History from 1982 to 1986 needed.

In January 1987, USS Pollack was still stationed at port-of-call Point Loma, San Diego, SUB Squadron 3, performing weekly operations at sea and returning to port. In October 1987, she left port for a three-month cruise (NORPAC), but a month out to sea she ran into some equipment malfunctions that could not be handled at sea. So, she was brought back to port at Point Loma in November 1987. It was decided then that USS Pollack would transfer to Mare Island Shipyard and begin decommissioning a little earlier than originally planned.

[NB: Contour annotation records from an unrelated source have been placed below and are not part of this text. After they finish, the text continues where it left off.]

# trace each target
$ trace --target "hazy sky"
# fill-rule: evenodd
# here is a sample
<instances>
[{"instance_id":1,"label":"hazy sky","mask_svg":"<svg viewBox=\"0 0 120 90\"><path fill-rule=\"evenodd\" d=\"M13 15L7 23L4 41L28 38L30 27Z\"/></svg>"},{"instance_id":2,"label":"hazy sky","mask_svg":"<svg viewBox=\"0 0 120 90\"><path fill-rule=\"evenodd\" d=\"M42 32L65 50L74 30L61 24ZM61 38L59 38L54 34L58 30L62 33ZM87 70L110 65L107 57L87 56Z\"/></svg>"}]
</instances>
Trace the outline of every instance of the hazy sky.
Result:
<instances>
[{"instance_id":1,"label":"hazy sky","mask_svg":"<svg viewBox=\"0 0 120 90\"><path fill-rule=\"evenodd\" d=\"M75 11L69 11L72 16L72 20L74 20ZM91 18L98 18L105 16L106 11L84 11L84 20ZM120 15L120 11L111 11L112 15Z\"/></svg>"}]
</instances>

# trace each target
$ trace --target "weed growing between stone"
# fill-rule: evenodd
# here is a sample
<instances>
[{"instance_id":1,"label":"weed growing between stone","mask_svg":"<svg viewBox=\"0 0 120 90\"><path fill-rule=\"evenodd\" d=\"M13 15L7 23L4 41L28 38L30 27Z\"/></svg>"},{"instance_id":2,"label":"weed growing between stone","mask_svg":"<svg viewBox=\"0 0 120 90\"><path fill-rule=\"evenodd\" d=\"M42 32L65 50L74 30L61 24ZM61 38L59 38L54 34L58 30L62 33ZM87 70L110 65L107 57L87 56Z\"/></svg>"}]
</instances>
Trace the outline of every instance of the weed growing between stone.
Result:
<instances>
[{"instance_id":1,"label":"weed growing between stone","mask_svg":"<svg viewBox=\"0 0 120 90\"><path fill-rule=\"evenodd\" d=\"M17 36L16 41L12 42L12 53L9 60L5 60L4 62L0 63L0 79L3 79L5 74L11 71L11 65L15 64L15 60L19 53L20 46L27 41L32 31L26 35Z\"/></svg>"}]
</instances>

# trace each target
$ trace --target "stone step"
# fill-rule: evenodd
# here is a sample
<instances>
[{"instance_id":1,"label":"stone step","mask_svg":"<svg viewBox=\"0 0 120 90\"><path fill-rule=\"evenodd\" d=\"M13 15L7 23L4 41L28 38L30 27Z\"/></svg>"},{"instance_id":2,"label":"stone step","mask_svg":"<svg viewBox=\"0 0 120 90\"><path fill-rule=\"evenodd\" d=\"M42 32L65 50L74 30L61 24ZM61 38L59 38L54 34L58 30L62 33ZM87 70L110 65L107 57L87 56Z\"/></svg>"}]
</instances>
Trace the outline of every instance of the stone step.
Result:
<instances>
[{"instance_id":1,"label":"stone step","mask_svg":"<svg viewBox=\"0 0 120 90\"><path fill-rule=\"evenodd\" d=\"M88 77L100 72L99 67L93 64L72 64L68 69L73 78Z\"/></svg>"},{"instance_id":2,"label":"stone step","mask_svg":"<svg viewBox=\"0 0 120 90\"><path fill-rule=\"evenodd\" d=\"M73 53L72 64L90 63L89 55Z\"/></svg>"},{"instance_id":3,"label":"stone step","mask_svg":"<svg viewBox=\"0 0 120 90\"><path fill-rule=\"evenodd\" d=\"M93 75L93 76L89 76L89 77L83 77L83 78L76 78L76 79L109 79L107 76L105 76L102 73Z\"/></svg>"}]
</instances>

In 1988, Pollack transferred to Submarine Group 5 at Mare Island Naval Shipyard. At the Mare Island Shipyard, the Pollack's crew (now designated as the decommissioning crew) worked on removing and documenting all reusable equipment prior to defueling the reactor. After removing the spent fuel from the reactor, more work was done removing salvageable equipment that couldn't be removed while the reactor still had its fuel installed. By March 1st of 1989, fuel and salvageable parts were removed and the Pollack was moved to Puget Sound, awaiting its entry into the SSRP (Ship and Submarine Recycling Program).

Pollack was decommissioned and stricken from the Naval Vessel Register on 1 March 1989 . Ex-Pollack entered the Nuclear Powered Ship and Submarine Recycling Program in Bremerton, Washington, on 9 February 1993. Recycling was completed on 17 February 1995.